Shikihide stable, Sumo-Stall in der Präfektur Ibaraki, Japan
Die Shikihide-Heya ist eine Sumo-Trainingsstätte in der Präfektur Ibaraki, Japan, die sich weit außerhalb des üblichen Sumo-Viertels befindet. Neunzehn Ringer leben und trainieren hier zusammen unter strengen Regeln, die das tägliche Leben und die sportliche Entwicklung in der Gemeinschaft bestimmen.
Der ehemalige Komusubi Ōshio gründete die Heya 1992 und baute sie schrittweise auf. Erst nach fast zwei Jahrzehnten erreichte mit dem Mongolen Senshō der erste Ringer aus dieser Schule den Sekitori-Rang, was den langen Weg der Entwicklung zeigt.

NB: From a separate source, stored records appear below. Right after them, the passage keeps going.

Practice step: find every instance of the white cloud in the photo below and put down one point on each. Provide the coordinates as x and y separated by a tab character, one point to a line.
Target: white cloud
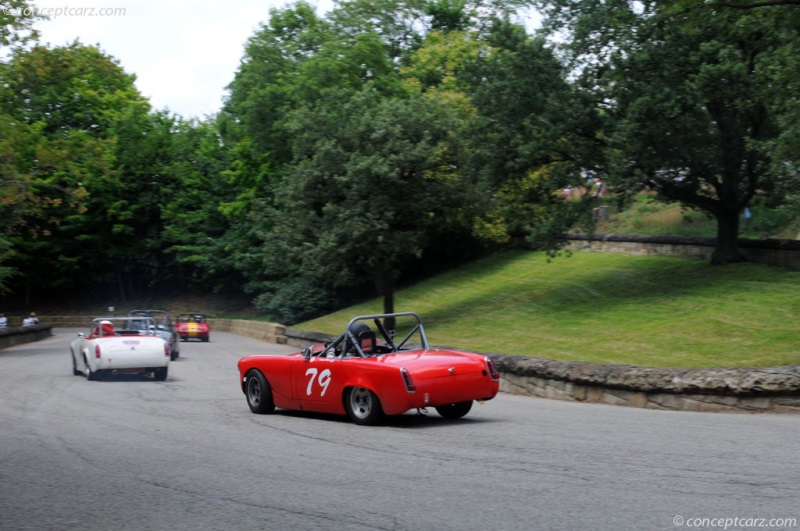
182	52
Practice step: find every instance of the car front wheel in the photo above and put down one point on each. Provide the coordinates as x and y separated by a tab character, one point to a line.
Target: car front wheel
87	370
258	393
363	406
454	411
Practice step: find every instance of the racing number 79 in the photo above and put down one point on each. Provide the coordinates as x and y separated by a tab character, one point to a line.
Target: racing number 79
324	380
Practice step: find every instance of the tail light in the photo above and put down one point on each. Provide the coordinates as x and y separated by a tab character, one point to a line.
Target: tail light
493	374
407	381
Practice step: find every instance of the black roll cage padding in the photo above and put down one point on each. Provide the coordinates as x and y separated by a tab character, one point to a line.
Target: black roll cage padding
348	339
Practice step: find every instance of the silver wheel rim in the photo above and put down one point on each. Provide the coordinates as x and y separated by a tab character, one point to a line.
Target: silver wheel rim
361	402
254	391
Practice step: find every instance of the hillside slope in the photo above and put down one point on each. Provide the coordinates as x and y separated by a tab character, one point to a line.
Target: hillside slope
650	311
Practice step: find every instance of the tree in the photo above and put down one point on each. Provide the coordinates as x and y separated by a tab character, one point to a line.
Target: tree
525	138
372	178
65	105
688	102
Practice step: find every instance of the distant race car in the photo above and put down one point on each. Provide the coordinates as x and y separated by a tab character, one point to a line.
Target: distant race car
367	373
120	345
164	328
192	326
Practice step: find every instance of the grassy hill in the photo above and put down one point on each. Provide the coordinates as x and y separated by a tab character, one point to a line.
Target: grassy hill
649	311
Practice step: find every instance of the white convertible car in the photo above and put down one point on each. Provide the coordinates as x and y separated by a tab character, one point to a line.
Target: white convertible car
120	345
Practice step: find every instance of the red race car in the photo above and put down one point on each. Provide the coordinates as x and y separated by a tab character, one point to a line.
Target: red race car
367	373
192	326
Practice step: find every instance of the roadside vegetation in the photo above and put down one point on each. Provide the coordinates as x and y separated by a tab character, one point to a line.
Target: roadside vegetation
646	215
647	311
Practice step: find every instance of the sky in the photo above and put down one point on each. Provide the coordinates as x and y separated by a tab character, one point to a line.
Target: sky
183	52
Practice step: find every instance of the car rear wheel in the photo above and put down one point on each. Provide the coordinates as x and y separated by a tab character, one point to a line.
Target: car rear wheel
363	406
258	393
455	411
75	370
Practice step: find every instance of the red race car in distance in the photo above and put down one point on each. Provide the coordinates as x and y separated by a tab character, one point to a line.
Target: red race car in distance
192	326
367	373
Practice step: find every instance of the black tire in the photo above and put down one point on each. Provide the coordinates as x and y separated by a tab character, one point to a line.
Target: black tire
75	370
454	411
258	393
87	370
363	406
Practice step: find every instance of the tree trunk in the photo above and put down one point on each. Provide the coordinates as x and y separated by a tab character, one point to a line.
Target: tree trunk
727	248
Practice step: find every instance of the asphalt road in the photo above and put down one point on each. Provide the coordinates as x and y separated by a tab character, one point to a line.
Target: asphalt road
131	453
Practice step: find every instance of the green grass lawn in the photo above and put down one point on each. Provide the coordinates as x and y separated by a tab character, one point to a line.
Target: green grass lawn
648	311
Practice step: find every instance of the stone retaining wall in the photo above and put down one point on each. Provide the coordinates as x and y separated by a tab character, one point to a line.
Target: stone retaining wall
718	389
269	332
782	253
24	334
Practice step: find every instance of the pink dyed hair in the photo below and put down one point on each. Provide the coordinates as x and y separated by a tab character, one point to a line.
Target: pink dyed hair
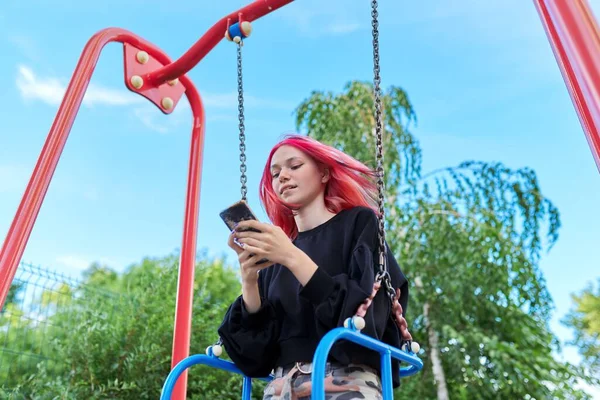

Der Name leitet sich vom Ringnahmen des Gründers ab, der seine Tradition bis heute weiterführt. Die Ringer trainieren nach dem Morgenprogramm oft gemeinsam Yoga, was unter den traditionellen Heya eher ungewöhnlich ist und eine Verbindung von alter Praxis mit neuen Körpertechniken darstellt.
Die Lage fernab von Tokios Ryōgoku-Viertel macht spontane Besuche schwierig, und Gäste sollten sich im Voraus über mögliche Besuchszeiten informieren. Alle Ringer müssen neben dem Training die Oberschule abschließen, was den Alltag in der Heya stark strukturiert und Besuchsmöglichkeiten einschränkt.
Die Heya nimmt Ringer unabhängig von ihrer Körpergröße auf, manche wiegen nur 67 Kilogramm. Diese offene Haltung weicht deutlich von den typischen Anforderungen im Sumo ab, wo schwere Statur meist als Vorteil gilt.